Vous avez expliqué ce retrait comme étant lié à votre volonté de traiter cette question de droit civil avec la question des pensions alimentaires ; je comprends bien l’argument ; toutefois, nous sommes ici dans deux champs différents : le droit du divorce (de compétence fédérale) et le domaine de l’aide sociale (de compétence cantonale). Je ne dis pas qu’il ne faut pas légiférer et s’occuper des deux questions ; elles sont importantes.
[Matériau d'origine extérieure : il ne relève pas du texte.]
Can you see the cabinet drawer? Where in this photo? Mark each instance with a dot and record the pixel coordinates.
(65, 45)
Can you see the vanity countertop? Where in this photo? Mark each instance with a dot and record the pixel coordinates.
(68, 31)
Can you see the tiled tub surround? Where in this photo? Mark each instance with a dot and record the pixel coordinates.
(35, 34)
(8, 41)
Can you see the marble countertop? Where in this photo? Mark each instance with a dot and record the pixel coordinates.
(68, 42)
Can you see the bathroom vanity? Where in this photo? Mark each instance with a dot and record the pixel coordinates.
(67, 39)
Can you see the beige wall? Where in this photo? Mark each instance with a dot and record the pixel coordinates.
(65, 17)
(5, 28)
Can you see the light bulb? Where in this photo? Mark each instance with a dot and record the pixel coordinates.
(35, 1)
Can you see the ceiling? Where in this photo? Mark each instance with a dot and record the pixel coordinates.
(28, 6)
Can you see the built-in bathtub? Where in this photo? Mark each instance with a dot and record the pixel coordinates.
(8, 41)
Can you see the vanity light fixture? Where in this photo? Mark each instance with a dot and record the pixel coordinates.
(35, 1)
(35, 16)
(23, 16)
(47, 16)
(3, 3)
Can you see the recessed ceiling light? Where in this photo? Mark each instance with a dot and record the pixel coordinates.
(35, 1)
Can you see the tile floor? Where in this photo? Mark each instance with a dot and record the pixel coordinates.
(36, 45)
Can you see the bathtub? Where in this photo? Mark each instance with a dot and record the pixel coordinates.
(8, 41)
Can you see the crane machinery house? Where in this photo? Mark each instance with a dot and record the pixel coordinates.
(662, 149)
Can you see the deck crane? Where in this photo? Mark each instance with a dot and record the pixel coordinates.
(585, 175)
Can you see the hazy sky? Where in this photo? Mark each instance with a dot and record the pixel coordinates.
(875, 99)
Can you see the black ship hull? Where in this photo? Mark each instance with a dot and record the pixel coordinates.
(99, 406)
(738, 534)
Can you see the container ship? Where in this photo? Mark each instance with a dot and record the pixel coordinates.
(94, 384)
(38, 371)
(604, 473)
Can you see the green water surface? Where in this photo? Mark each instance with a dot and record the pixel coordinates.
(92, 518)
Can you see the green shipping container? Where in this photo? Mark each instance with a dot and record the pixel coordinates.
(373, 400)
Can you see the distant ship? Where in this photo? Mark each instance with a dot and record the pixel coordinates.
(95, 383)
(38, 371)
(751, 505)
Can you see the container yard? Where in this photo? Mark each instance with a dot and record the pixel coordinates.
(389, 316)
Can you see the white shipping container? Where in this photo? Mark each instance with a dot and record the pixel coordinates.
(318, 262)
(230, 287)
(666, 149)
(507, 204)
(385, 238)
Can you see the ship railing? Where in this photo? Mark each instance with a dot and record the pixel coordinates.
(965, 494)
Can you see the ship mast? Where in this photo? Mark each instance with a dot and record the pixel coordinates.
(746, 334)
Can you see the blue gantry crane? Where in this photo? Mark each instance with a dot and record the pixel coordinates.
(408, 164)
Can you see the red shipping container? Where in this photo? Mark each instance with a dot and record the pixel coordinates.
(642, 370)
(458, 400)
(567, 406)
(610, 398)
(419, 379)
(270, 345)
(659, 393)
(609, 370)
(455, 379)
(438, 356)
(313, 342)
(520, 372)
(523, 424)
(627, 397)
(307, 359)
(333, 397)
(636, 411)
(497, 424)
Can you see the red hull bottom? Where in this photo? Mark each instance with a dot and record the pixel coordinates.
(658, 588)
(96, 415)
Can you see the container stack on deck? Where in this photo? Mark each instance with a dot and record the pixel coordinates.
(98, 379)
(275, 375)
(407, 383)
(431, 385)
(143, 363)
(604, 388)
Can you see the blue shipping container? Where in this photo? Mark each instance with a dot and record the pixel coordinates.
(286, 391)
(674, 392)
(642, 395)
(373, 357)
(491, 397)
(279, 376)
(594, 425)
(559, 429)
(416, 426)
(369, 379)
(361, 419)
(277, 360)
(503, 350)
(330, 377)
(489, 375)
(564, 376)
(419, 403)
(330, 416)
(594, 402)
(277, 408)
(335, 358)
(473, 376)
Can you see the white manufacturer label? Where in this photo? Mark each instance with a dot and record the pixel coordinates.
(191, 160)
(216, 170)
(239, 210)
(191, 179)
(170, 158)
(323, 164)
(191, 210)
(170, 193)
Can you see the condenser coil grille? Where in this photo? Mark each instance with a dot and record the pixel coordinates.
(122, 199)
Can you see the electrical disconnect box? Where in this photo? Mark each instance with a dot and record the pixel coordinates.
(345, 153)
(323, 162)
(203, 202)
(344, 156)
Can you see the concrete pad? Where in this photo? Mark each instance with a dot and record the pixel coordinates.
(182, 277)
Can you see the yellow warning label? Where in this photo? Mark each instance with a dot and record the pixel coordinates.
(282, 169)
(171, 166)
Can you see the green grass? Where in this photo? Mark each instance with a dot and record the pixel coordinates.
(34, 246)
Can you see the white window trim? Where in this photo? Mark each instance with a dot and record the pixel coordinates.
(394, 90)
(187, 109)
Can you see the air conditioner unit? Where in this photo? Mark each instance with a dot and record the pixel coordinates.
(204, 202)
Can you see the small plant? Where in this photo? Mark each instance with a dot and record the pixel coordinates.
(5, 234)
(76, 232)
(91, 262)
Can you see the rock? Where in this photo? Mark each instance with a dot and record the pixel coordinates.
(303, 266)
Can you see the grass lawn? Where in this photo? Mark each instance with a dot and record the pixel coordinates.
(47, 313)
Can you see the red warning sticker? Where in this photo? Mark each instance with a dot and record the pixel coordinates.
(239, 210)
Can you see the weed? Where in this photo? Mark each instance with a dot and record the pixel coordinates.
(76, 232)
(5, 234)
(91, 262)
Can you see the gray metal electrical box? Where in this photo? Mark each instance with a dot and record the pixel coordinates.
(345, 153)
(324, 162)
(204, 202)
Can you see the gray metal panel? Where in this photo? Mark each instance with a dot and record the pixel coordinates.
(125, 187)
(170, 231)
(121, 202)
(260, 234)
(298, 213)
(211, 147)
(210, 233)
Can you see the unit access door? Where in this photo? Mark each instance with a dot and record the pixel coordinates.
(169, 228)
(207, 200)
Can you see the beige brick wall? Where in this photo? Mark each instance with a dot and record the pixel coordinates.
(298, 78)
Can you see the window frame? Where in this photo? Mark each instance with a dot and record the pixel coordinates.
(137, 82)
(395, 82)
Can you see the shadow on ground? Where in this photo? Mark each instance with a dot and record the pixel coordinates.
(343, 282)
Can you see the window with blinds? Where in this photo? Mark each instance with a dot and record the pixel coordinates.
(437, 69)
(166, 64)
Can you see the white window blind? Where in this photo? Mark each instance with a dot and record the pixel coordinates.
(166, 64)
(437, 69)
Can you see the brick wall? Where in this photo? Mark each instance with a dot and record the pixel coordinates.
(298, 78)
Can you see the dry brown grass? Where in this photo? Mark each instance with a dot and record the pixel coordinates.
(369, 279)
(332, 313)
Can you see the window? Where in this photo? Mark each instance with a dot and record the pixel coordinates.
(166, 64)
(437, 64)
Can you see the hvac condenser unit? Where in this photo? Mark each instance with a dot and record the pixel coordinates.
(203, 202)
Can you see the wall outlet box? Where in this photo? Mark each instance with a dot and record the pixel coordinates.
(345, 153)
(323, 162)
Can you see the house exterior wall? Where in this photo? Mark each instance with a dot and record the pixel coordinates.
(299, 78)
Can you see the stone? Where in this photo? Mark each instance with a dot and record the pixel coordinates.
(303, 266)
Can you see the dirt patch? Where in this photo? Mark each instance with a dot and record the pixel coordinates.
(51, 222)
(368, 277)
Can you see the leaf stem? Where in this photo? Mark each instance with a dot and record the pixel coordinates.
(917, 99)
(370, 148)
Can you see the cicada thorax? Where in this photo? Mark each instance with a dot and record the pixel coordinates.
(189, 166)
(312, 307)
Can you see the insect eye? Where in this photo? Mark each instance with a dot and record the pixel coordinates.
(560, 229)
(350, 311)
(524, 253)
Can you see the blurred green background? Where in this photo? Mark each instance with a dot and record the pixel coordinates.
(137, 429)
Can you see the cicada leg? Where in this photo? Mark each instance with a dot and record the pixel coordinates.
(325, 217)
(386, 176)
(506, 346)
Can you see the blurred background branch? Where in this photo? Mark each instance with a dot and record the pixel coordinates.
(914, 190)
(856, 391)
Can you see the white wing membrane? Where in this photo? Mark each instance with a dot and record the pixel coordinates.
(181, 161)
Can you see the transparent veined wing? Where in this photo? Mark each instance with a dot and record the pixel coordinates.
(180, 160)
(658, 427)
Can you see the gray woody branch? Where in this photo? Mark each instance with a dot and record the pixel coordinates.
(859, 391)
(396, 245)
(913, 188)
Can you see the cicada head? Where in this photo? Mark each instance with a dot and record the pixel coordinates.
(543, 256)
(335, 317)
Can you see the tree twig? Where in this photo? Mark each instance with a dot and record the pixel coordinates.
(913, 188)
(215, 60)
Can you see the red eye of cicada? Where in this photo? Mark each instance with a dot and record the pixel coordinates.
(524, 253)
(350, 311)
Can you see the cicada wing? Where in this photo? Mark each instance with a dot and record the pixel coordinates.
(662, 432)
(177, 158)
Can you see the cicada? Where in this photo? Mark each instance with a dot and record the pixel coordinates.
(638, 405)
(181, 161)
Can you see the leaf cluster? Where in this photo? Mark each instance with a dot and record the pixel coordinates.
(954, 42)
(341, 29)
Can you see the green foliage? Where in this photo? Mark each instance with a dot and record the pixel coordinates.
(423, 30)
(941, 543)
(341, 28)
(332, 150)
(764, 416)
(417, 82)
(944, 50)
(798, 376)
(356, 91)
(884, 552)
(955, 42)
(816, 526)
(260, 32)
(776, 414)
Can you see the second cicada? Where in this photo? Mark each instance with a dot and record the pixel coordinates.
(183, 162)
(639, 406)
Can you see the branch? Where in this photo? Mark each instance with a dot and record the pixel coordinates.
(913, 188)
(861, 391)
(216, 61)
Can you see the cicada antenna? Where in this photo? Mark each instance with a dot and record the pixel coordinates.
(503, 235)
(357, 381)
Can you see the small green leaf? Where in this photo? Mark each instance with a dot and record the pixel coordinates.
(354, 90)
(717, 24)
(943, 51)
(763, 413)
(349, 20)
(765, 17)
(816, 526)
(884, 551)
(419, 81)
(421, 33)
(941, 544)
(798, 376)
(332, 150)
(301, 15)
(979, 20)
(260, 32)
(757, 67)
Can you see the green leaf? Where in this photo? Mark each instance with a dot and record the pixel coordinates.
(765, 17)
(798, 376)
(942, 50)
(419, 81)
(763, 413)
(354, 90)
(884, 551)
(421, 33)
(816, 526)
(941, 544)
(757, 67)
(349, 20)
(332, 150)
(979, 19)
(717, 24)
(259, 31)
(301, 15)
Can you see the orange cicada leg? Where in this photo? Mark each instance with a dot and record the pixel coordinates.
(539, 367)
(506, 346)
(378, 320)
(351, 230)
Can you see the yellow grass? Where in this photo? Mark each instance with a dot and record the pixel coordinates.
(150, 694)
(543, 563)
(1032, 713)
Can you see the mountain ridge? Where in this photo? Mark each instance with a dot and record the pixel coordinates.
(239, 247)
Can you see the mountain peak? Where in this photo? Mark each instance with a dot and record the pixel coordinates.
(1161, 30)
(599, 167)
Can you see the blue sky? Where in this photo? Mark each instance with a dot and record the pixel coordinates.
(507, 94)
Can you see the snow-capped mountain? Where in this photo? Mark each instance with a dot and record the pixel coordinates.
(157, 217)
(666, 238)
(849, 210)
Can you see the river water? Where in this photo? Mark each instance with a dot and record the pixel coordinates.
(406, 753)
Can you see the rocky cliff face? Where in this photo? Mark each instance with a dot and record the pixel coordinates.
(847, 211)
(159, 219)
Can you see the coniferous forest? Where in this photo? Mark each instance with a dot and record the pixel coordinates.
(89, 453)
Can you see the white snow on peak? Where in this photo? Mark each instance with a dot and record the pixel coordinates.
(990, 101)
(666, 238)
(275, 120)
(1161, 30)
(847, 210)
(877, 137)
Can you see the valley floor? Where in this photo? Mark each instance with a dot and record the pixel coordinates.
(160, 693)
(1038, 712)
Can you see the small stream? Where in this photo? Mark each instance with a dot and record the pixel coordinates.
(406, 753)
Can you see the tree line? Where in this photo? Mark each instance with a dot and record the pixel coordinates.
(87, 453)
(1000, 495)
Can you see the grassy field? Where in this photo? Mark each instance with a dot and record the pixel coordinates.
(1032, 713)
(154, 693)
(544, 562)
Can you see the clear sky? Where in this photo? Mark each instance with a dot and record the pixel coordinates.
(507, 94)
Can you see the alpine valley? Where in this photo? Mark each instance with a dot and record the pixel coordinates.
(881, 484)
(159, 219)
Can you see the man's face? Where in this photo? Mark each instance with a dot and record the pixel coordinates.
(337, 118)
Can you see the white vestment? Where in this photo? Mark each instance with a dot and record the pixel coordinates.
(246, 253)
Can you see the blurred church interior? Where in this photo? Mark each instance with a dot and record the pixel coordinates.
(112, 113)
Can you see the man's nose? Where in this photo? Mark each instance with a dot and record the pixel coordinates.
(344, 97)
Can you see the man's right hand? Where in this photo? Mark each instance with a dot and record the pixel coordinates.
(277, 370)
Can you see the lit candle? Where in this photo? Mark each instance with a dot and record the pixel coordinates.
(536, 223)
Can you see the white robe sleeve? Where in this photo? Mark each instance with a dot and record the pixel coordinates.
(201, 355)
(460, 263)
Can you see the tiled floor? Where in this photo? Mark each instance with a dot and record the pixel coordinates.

Mais, je trouve dommage de bloquer un dossier qui était à bout touchant et de repartir dans des consultations et autres débats  qui vont probablement, au rythme bernois, ne pas permettre les modifications  souhaitables de la loi du divorce dans un avenir proche

Je ne plaide ni pour le père, ni pour la mère ; mais je vous suggère de vous placer du point de vue de l’enfant  et de ses droits : la Convention des droits de l’enfant impose aux Etats parties (donc à la Suisse) de permettre à l’enfant d’être élevé par ses deux parents (art. 7) et de ne pas être séparé d’eux, sauf si nécessité (art. 9 par. 1). J’ajoute encore l’art. 18 qui précise, entre autres, que les Etats «s’emploient de leur mieux à assurer la reconnaissance du principe selon lequel les deux parents ont une responsabilité commune pour ce qui est d’élever l’enfant et d’assurer son développement… ». Ces exigences, de mon point de vue, militent pour une adoption de l’autorité parentale conjointe, qui répond le plus près possible, à ces droits.  La révision qui était en cours allait dans le bon sens.

Je vous remercie, chère Madame Sommaruga, de ne pas laisser ce dossier s’assoupir, sur les bords de l’Aar ! Il y a, à mon avis, urgence à ne pas laisser bon nombre d’enfants souffrir encore longtemps du divorce de leurs parents.

Jean Zermatten
Vice-président de la Fondation Sarah Oberson et du Comité des droits de l’enfant des Nations Unies, Directeur de l’Institut international des Droits de l’enfant.

Le 15 avril 2011, la Conseillère fédérale Sinometta Somaruga organise une Table ronde sur la responsabilité parentale commune à Berne.

Cet article est paru le 4 mars 2011 dans Le Peuple Valaisan.